Data hound: Analysing non-English data smells in large code datasets
B.M. Buzatu (TU Delft - Electrical Engineering, Mathematics and Computer Science)
A Van Deursen – Graduation committee member (TU Delft - Software Engineering)
Maliheh Izadi – Graduation committee member (TU Delft - Software Engineering)
J. Katzy – Mentor (TU Delft - Software Engineering)
R.M. Popescu – Mentor (TU Delft - Software Engineering)

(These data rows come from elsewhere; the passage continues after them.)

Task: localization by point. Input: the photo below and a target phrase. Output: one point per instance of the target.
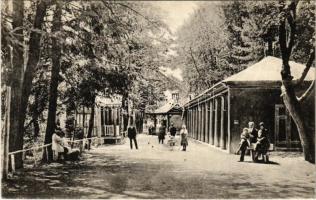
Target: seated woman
(244, 143)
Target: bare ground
(160, 171)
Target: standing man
(162, 133)
(131, 133)
(172, 130)
(253, 132)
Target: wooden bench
(265, 156)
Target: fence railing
(11, 156)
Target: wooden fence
(11, 156)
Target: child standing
(184, 137)
(244, 136)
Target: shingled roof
(268, 69)
(168, 108)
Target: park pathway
(160, 171)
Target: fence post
(46, 152)
(34, 156)
(12, 163)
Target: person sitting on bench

A. Anand – Graduation committee member (TU Delft - Web Information Systems)
More Info
expand_more
Other than for strictly personal use, it is not permitted to download, forward or distribute the text or part of it, without the consent of the author(s) and/or copyright holder(s), unless the work is under an open content license such as Creative Commons.
Abstract
Large Language Models (LLMs) are increasingly used for code-centric tasks. However, their training data often exhibits data smells that may hinder downstream quality. This research focuses on the “Uneven Natural Languages” smell and the presence of non-English text in source code and investigates its effect on LLM-based code generation and summarisation. We construct a three-stage (Detection, Generation, Evaluation) pipeline that annotates every character in a file with its predicted language using Tree-sitter, FastText, and pycld2; masks target spans via causal masking and Fill-in-the-Middle (FIM) and prompts using three chosen models (SmolLM2, StarCoder 2, and Mellum-4B). The Heap dataset is used for the pipeline; however, this research only focuses on the Java subset of the Heap.
In 3.35 million Java files, we find that English tokens account for more than 90\% of comments, strings, and identifiers, while Chinese, Spanish, Portuguese, and French form a long-tailed minority. Despite this skew, LLMs achieve marginally higher BLEU, METEOR, ROUGE, and Exact Match scores when non-English elements are present or masked. Mellum consistently yields the most fluent continuations; StarCoder 2 retains broader token recall; SmolLM2 lags on both axes, reflecting its smaller capacity.
Our publicly available code enables reproducible assessment of multilingual data smells and lays the groundwork for cleaner, language-aware pre-training corpora and more robust multilingual code assistants.